[cuDNN][64-bit indexing] update conv depthwise 64bit indexing dispatch condition to match native kernel (#156140)

eqy · pytorchmergebot · commit a5f59cc2eab3 · 2025-06-18T17:32:36.000Z
The native kernel doesn't support batch splitting so the previous check wasn't aggressive enough in dispatching to cuDNN #155225 Pull Request resolved: #156140 Approved by: https://github.com/ngimel
diff --git a/aten/src/ATen/native/Convolution.cpp b/aten/src/ATen/native/Convolution.cpp
@@ -3,6 +3,7 @@
 #include <ATen/Config.h>
 #include <ATen/Parallel.h>
 #include <ATen/TensorOperators.h>
+#include <ATen/native/CanUse32BitIndexMath.h>
 #include <ATen/native/ConvolutionMM3d.h>
 #include <ATen/native/ConvUtils.h>
 #include <ATen/native/Pool.h>
@@ -463,7 +464,7 @@ struct ConvParams {
       return true;
     }
     // native kernel doesn't support 64-bit non-splittable case
-    if (cudnn_enabled && needs_64bit_indexing_no_split(input, weight)) {
+    if (cudnn_enabled && !(canUse32BitIndexMath(input) && canUse32BitIndexMath(weight))) {
       static long cudnn_version = detail::getCUDAHooks().compiledWithCuDNN() ? detail::getCUDAHooks().versionCuDNN() : -1;
       if (!(cudnn_version >= 90300 && at::native::cudnnv8_enabled_check_debug())) {
         TORCH_WARN_ONCE("cuDNN cannot be used for large non-batch-splittable convolutions"
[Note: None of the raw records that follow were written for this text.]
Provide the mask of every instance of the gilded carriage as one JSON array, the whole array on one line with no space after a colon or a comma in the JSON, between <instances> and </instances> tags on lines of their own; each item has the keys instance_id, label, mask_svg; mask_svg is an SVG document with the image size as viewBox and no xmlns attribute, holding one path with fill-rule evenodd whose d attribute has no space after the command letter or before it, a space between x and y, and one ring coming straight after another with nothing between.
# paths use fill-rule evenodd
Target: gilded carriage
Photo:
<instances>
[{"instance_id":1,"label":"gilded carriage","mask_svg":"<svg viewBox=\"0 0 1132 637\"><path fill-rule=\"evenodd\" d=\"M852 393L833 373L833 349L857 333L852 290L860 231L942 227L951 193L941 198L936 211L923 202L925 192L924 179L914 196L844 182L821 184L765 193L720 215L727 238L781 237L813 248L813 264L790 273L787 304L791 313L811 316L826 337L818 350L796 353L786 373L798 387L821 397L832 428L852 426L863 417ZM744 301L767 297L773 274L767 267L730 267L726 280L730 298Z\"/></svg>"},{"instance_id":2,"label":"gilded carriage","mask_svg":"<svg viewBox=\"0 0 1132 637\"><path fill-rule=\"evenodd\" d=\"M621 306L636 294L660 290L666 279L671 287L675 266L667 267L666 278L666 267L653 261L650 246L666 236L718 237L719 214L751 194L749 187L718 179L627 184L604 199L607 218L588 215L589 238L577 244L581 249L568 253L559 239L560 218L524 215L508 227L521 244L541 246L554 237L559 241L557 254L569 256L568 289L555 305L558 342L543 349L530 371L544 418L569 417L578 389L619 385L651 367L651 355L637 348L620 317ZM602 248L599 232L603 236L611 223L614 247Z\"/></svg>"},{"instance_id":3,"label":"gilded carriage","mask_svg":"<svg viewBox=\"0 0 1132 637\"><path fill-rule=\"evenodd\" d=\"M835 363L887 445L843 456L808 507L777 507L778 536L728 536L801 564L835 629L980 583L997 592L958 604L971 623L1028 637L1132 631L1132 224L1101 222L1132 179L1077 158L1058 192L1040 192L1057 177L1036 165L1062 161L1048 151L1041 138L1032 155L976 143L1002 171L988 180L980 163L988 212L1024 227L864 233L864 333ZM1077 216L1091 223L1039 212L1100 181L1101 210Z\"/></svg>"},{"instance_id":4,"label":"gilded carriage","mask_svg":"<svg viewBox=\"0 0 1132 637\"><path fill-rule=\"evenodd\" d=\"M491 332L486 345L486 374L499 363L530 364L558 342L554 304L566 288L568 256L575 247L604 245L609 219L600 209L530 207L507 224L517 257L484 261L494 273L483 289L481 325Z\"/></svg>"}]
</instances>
diff --git a/test/nn/test_convolution.py b/test/nn/test_convolution.py
@@ -4057,11 +4057,22 @@ def test_conv3d_64bit_indexing(self, device):
     @largeTensorTest("20GB")
     @largeTensorTest("80GB", "cpu")
     def test_depthwise_conv_64bit_indexing(self, device):
-        x = torch.randn(1, 2, 32800, 32800)
-        c = nn.Conv2d(2, 2, kernel_size=3, stride=1, padding=1, groups=2)
+        x = torch.randn(1, 2, 32800, 32800, dtype=torch.bfloat16).to(
+            memory_format=torch.channels_last
+        )
+        c = nn.Conv2d(
+            2, 2, kernel_size=3, stride=1, padding=1, groups=2, dtype=torch.bfloat16
+        ).to(memory_format=torch.channels_last)
         yref = c(x)
         y = c.to(device=device)(x.to(device=device))
-        self.assertEqual(yref, y)
+        self.assertEqual(yref, y, atol=1e-3, rtol=1e-4)
+        del y, yref
+
+        # try a batch-splittable case
+        x = x.reshape(100, 2, 3280, 3280).contiguous(memory_format=torch.channels_last)
+        yref = c(x)
+        y = c.to(device=device)(x.to(device=device))
+        self.assertEqual(yref, y, atol=1e-3, rtol=1e-4)
 
 
 instantiate_device_type_tests(TestConvolutionNNDeviceType, globals(), allow_mps=True)